The notion of a frontoparietal human mirror neuron system (HMNS) has been used to explain a range of social phenomena. However, most human neuroimaging studies of this system do not address critical ‘mirror’ properties: neural representations should be action specific and should generalise across visual and motor modalities. Studies using repetition suppression (RS) and, particularly, multivariate pattern analysis (MVPA) highlight the contribution to action perception of anterior parietal regions. Further, these studies add to mounting evidence that suggests the lateral occipitotemporal cortex plays a role in the HMNS, but they offer less support for the involvement of the premotor cortex. Neuroimaging, particularly through application of MVPA, has the potential to reveal the properties of the HMNS in further detail, which could challenge prevailing views about its neuroanatomical organisation.

Introduction

In the early 1990s a seminal paper [1] reported the existence of neurons in macaque frontal area F5 that showed remarkable tuning properties: these neurons not only fired when the monkey executed a specific action (such as grasping a pellet of food) but also when it observed an experimenter performing the same action. Soon, more reports of this type of visuomotor neurons, later termed ‘mirror neurons’, followed. Some of the key findings were that, first, neurons with similar properties were found in macaque parietal regions PF and PFG 2, 3, which together with F5 1, 4 were termed the frontoparietal ‘mirror neuron system’ (Figure 1a) 5, 6. Second, mirror neurons also respond when an object is initially viewed but the subsequent reach-to-grasp is obscured by a screen [7], showing an influence of contextual knowledge on mirror neuron activity. Third, some mirror neurons respond differentially to the observation of the same motor act (e.g., grasping) in the context of different actions (e.g., grasping to eat or placing an object), suggesting a mechanism by which the final goal of a series of actions could be understood 2, 3. Fourth, the class of mirror neurons is heterogeneous with respect to tuning properties of individual neurons on various dimensions including hand and direction preference [4], distance to the observed actor [8], and viewpoint of the observed action [9].

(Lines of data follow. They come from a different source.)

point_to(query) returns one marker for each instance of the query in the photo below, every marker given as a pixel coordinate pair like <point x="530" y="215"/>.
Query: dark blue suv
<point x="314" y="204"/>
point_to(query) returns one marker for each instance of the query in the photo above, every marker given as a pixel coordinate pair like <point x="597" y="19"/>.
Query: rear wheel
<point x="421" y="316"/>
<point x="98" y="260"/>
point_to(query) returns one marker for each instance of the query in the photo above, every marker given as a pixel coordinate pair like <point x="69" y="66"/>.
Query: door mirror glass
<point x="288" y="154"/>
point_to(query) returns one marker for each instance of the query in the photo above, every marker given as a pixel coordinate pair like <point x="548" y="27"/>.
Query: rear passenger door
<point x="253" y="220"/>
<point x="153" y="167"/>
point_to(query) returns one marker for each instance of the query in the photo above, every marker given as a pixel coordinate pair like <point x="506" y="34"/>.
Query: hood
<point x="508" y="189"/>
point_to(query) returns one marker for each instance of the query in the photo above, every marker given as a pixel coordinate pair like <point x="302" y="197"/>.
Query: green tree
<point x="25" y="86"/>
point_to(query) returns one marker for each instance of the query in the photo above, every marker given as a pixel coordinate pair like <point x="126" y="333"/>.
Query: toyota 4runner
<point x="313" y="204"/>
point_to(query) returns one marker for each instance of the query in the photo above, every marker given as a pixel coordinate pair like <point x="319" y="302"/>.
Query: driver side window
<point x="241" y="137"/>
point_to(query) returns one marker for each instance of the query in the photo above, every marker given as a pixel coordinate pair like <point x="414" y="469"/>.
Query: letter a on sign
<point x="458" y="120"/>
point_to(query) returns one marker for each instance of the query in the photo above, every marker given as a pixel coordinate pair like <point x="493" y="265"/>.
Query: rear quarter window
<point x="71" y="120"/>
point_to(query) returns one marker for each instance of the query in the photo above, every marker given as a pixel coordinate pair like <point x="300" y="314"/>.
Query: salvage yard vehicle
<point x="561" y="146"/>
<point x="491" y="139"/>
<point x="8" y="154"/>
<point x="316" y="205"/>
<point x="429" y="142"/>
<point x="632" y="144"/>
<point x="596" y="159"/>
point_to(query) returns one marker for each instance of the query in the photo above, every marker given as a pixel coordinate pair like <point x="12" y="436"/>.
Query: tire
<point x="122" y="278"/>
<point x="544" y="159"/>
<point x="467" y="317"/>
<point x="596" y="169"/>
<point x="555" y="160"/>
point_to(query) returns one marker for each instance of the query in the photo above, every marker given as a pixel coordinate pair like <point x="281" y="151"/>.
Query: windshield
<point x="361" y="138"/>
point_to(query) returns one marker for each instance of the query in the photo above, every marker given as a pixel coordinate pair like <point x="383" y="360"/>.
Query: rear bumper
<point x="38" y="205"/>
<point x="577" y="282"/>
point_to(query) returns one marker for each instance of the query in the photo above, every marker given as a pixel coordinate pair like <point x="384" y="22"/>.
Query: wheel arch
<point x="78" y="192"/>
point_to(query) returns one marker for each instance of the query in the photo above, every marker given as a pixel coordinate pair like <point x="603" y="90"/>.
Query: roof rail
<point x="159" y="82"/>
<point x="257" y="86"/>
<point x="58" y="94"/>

If humans are endowed with such neurons as well, many have argued that this would provide an explanation for how people solve the ‘correspondence problem’ 4, 10 of imitation and of learning and understanding actions performed by others. Given the anatomical location of F5 – in the premotor cortex – a popular interpretation was (and is) that this occurs through a simulation or direct matching mechanism, where observing someone else activates the same motor circuits as when executing that action ‘from within’, through a ‘motor resonance’ process 5, 6, 11. According to this interpretation, people can understand the actions of others by mapping them directly onto their own motor repertoire. More generally, the idea that visual and motor representations of actions share a common neural ‘code’ may also help explain findings showing that task-irrelevant spatial [12], symbolic [13], body-related [14], and affordance [15] aspects of stimuli can affect subsequent action responses. Similar effects are also found in more-complex situations, as in the ‘chameleon’ effect – the tendency of humans to mimic the actions of social partners [16]. Furthermore, such a mirror mechanism 5, 6 has also been proposed to underlie more general processes – beyond action representations – such as the automatic understanding of the feelings (i.e., empathy) [17] and thoughts (i.e., mentalising) [18] of others. It is also argued that mirror neurons play a role in language acquisition [19] given the close proximity of macaque F5 and its putative human homologue of Broca's area. Finally, it has been suggested that a dysfunction of mirror neurons is the underlying mechanism of autism [20] (but see [21]).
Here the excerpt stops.